Image: The Shibuya area (Konnou Hachimangu shrine during the Autumn Festival; Shibuya Stream along the Shibuya river; Shibuya station) and the Harajuku area (Cat street; Omotesando street; Harajuku station; Takeshita street) / Sound: cries of "Wasshoi wasshoi" by someone carrying a mikoshi, or portable shrine; voices of cicadas in Harajuku.

Sunshine 29.12.2018 MINAMIHAMA BEACH 15.04.2005

Image: Sunshine in Tokyo through a glass filled with red wine / Sound: waves at Minamihama Beach (Kujukuri, Chiba).

To me, Harada's work aims at the very bottom of consciousness. How does this fragile web of memories, ideas and sensual impressions come into being - a web which hardens, or even tears, as soon as one takes hold of it analytically, but which one is quite capable of showing cinematically? A sight or a feeling causes a wave in the mind long before one can formulate the images that go along with it. In Harada's work, this formulation happens not only in the creative process, but also in the audience, whom Harada draws dangerously close to the world he films - keeping a distance just remote enough to preserve a sense of safety.
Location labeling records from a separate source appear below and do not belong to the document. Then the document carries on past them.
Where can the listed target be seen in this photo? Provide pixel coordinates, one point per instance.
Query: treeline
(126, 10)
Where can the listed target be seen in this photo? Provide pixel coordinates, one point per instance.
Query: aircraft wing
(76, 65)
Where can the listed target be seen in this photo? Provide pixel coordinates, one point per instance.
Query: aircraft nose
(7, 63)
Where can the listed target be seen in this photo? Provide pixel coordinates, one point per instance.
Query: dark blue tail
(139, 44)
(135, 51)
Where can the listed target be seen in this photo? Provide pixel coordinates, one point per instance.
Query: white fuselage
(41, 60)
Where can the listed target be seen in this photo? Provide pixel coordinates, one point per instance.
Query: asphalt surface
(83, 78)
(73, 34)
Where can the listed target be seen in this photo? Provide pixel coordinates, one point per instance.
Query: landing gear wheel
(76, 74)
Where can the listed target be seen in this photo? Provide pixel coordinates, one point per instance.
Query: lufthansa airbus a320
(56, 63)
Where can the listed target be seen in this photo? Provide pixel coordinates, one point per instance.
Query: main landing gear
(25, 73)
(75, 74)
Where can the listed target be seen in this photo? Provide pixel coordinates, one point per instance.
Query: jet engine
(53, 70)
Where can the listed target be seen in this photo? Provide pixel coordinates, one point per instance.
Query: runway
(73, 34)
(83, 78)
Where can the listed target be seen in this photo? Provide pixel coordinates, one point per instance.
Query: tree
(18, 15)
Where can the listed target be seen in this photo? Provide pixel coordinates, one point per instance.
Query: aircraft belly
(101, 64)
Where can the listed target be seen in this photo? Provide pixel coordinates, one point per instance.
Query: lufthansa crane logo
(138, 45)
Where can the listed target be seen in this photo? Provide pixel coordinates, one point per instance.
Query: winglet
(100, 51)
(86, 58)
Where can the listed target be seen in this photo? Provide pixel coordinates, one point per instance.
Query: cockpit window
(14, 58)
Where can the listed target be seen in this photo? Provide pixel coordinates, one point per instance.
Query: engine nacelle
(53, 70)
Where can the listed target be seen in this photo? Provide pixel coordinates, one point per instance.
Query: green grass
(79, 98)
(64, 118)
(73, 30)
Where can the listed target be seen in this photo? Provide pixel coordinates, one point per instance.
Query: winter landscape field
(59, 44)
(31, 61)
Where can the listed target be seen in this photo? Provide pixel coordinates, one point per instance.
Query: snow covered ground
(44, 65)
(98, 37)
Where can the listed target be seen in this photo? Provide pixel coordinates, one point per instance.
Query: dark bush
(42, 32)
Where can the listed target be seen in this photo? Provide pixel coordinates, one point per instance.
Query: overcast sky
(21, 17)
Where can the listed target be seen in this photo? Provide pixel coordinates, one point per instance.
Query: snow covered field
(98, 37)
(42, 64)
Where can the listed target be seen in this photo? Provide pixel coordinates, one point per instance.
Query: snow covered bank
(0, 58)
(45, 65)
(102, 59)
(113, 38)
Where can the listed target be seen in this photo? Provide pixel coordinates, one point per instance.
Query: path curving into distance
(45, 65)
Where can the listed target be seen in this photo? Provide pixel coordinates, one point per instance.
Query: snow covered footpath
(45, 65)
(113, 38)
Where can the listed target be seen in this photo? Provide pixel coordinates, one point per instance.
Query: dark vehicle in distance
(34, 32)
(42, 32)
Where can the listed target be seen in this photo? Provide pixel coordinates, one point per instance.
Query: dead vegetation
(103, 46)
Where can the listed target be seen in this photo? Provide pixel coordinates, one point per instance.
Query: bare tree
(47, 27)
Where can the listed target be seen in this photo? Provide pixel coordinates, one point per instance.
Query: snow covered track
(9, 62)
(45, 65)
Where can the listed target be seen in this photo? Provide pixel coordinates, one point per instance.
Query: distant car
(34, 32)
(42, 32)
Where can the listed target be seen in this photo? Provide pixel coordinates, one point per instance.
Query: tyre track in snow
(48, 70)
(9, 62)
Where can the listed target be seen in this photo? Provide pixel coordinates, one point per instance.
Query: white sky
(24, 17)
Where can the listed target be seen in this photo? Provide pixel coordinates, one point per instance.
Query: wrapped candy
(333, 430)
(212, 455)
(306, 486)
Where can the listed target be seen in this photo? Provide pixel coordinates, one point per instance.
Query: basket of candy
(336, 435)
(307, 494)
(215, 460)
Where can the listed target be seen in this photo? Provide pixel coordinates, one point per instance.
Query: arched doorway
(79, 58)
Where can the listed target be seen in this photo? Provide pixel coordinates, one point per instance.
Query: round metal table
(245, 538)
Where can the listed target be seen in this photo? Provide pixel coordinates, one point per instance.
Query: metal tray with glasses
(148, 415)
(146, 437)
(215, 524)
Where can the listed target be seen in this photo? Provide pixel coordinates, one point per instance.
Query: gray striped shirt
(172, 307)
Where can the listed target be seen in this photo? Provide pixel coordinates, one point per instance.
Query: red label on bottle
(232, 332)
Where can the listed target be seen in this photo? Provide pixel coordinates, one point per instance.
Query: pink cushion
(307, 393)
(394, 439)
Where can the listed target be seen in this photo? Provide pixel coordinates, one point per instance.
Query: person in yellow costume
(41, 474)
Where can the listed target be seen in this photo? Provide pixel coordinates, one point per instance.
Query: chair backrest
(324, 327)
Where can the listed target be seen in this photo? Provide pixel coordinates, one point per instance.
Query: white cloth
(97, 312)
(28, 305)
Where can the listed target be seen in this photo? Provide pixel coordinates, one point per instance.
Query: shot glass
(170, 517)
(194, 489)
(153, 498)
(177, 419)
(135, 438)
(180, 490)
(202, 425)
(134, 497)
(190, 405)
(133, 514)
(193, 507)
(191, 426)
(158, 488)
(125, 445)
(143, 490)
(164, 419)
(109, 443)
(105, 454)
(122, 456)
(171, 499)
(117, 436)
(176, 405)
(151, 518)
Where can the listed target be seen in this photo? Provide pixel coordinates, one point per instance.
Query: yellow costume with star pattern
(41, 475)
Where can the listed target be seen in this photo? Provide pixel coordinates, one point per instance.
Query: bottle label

Claudia Siefen-Leitich lives and works in Vienna as an author, editor and filmmaker. She writes & teaches on film theory, the Japanese avant-garde, and analogue film. She has produced various films of her own: Ludwig's Tape; Hab' so lang auf dich gewartet; GIBS AUF! A Commentary. Written Publications include ALICE IN ILLNESS: «Kranke» Frauen im Film (Marburg; 2022).